La ceja

Neer sacudió la cabeza.

—No me lo creo —dijo.

—Que sí —dijo Leb—, que te digo que le vi levantar una ceja.

—Imposible —respondió el otro niño, mientras cruzaba los brazos y negaba con la cabeza. Era demasiado increíble. Y Leb ya le había engañado otras veces. Se lo había dicho su madre, no me gusta ese Leb, tiene demasiada imaginación y tú eres demasiado crédulo—. Eres un mentiroso y eso es una mentira cochina. El Hieratos no hace esas cosas.

Leb comenzaba a enfadarse. No, si al final todo el mundo tendría razón cuando le contaba la historia del pastor mentiroso y el lobo. Pero esta vez no estaba adornando la verdad para hacerla más interesante. En serio.

—Es verdad —dijo mientras tiraba de la mano de su amigo—, te digo que le vi levantar una ceja.

—¿Cuál? —preguntó Neer, siempre detallista.

—¿Qué?

—Qué ceja.

—Ah, no sé, creo que la derecha.

Neer sonrió triunfante. Ya le tenía. Es fácil pillar a los mentirosos, a los mentirosos y a los cojos. Les pierden los detalles. A los mentirosos, digo, no a los cojos.

—¿Ves como era mentira? —dijo, casi gritando—. Si yo viera al Hieratos levantar una ceja, no se me olvidaría cual fue.

—Si tú vieras al Hieratos levantar cualquier cosa te cagarías de miedo y no te daría tiempo a ver nada más —dijo Leb muy ofendido. No le gustaba que se dudase así de su sinceridad. Especialmente la vez que no mentía.

Leb se sentó en una piedra, al lado del arroyo, y miró a su amigo, serio y en silencio. Aquello era algo demasiado grande y necesitaba contárselo a alguien. Neer se sentó a su lado y Leb le explicó, otra vez, sólo que más despacio —como si así fuese más creíble— lo que había pasado.

—Yo volvía del río y entonces Oby se escapó.
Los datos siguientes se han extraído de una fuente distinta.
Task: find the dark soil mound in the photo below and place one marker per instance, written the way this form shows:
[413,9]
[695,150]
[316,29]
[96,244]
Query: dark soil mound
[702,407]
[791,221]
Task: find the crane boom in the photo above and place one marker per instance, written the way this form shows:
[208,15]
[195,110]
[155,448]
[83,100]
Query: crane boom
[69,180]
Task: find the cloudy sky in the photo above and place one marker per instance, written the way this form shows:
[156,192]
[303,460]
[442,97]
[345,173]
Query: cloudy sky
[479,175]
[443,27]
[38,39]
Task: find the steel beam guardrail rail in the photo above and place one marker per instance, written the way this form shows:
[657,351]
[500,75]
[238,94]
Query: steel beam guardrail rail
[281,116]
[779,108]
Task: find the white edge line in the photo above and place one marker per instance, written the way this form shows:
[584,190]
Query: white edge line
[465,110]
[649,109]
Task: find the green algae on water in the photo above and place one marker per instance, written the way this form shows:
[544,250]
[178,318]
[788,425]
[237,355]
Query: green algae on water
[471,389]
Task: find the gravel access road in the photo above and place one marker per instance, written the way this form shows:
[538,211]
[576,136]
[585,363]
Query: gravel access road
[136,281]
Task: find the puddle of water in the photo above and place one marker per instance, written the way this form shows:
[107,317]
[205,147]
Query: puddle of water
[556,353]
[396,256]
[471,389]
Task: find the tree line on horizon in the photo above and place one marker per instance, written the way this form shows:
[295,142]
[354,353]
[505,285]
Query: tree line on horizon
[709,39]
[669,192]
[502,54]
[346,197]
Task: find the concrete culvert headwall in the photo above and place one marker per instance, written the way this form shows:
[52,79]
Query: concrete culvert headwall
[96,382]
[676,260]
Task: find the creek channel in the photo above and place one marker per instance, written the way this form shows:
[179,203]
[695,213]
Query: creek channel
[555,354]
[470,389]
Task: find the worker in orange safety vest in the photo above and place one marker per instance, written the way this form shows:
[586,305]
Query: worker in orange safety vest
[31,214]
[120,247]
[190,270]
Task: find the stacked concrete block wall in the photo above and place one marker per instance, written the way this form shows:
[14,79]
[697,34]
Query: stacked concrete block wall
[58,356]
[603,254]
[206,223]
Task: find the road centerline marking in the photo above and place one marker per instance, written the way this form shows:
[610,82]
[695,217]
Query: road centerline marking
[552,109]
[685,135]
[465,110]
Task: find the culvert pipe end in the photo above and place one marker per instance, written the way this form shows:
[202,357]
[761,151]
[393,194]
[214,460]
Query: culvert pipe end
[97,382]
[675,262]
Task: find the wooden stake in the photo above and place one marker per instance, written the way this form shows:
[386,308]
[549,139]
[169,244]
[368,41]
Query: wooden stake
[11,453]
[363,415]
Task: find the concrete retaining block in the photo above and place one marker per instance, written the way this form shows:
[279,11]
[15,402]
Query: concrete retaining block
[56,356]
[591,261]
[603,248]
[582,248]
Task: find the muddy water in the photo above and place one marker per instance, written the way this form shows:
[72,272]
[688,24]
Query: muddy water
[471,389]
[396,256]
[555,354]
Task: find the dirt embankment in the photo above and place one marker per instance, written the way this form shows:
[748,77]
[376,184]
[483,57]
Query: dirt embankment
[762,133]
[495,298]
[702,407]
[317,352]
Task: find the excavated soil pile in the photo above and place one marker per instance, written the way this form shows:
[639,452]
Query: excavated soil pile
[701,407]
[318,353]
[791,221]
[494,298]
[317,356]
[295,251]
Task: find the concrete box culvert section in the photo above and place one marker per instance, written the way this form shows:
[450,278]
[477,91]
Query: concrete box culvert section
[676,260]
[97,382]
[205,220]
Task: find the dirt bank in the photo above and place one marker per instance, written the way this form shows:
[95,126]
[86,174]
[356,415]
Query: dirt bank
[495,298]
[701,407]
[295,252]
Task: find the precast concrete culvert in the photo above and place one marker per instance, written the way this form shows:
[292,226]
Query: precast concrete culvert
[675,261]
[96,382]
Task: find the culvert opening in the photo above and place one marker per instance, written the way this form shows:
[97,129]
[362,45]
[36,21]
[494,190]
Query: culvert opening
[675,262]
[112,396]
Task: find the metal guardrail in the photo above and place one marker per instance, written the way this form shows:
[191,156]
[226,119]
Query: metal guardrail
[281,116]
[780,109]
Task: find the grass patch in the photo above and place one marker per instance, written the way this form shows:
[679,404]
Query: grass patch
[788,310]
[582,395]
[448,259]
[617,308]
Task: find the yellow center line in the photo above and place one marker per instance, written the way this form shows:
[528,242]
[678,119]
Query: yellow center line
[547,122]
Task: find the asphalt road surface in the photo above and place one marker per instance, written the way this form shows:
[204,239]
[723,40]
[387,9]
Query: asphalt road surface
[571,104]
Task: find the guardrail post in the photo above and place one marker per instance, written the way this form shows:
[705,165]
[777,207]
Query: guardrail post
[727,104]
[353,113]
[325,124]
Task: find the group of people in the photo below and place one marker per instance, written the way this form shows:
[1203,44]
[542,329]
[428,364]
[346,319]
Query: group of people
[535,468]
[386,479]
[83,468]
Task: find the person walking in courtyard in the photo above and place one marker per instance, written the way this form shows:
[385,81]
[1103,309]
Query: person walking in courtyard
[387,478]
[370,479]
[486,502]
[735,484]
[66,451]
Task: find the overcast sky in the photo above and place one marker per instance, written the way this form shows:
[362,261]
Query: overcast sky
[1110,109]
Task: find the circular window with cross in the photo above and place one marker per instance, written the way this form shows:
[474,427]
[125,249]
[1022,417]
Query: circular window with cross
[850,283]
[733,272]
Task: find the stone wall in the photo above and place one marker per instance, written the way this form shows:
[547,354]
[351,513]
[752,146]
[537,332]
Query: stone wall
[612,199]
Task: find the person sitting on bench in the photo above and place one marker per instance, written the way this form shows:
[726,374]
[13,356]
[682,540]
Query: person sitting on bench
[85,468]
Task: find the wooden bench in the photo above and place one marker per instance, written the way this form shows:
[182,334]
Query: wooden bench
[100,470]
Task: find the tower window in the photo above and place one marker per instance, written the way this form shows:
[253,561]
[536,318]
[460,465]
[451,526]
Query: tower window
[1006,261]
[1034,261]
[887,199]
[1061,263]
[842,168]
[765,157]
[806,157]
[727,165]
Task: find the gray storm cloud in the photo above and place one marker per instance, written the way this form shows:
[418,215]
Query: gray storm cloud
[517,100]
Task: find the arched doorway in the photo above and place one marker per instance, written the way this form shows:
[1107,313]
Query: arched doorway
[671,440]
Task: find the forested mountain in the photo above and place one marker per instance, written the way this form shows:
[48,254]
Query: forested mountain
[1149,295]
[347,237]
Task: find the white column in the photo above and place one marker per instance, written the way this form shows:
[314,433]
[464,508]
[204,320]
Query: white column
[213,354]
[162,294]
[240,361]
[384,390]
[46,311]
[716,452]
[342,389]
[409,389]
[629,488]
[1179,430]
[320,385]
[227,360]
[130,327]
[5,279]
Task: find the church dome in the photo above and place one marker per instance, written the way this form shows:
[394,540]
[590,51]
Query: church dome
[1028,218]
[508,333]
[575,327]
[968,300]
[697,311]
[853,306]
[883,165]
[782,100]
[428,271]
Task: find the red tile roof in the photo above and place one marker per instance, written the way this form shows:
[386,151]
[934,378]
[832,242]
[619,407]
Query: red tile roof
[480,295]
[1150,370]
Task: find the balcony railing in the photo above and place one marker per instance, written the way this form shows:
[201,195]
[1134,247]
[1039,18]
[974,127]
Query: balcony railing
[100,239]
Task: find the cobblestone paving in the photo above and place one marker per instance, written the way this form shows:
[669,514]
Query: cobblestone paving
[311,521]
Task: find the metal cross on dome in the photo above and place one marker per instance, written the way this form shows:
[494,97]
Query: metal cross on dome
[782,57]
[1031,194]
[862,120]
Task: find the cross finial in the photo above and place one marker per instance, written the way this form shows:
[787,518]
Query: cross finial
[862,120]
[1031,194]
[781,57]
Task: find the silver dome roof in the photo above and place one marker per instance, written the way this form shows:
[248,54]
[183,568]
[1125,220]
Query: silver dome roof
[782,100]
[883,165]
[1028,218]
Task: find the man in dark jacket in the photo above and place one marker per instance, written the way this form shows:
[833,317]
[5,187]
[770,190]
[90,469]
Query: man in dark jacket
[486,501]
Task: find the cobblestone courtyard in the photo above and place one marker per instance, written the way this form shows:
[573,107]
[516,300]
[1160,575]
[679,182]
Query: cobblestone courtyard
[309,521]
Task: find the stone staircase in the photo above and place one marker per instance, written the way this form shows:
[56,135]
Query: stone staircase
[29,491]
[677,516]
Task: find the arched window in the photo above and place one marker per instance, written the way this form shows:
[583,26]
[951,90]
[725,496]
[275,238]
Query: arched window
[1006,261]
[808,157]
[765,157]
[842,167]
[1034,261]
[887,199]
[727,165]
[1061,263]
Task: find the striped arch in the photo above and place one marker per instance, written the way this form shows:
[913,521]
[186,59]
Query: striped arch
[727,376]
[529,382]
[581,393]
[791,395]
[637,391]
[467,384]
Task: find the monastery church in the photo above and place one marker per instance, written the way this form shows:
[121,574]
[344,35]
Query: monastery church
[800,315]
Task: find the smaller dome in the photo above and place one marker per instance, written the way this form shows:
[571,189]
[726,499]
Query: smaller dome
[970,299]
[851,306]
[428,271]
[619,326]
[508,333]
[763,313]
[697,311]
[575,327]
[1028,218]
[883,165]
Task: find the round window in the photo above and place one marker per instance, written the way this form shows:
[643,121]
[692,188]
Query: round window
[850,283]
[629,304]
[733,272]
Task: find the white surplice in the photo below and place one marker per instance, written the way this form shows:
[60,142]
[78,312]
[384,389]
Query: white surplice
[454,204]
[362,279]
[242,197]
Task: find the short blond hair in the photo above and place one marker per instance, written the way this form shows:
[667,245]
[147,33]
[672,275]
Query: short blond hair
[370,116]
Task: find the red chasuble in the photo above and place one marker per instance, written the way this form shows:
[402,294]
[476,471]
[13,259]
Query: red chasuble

Creo que olió un ratón o algún bicho y se puso a perseguirlo. Entonces se metió en la Gruta y, entonces, como no salía, fui a por él.

—¿En la Gruta? —le interrumpió Neer, pasmado—. ¿Entraste en la Gruta del Hieratos?

Después de decir esto, Neer se quedó unos segundos sin palabras de lo asombrado que estaba. El Hieratos era solemnidad, majestad y grandeza. Uno no entraba a la Gruta, Neer no conocía a nadie que lo hubiera hecho. A continuación sentenció:

—Tus padres y tu madre te van a matar.

—Ellos no se va a enterar —dijo Leb, logrando que sonase a ruego y a amenaza al mismo tiempo. Sólo tenía tres años, pero podía ser muy persuasivo—. Y sólo entré una vez.

Neer no dijo nada. Ambos sabían muy bien que desobedecer una vez bastaba para que te dejaran el culo despellejado de los azotes. Pero lo curioso era que la Gruta del Hieratos era un lugar tan tabú que no existía ninguna prohibición explícita, nunca les habían dicho que no entraran porque ni a sus padres se les hubiera ocurrido entrar. Y por su parte, Leb pensaba aprovechar todo lo posible ese tecnicismo si le descubrían.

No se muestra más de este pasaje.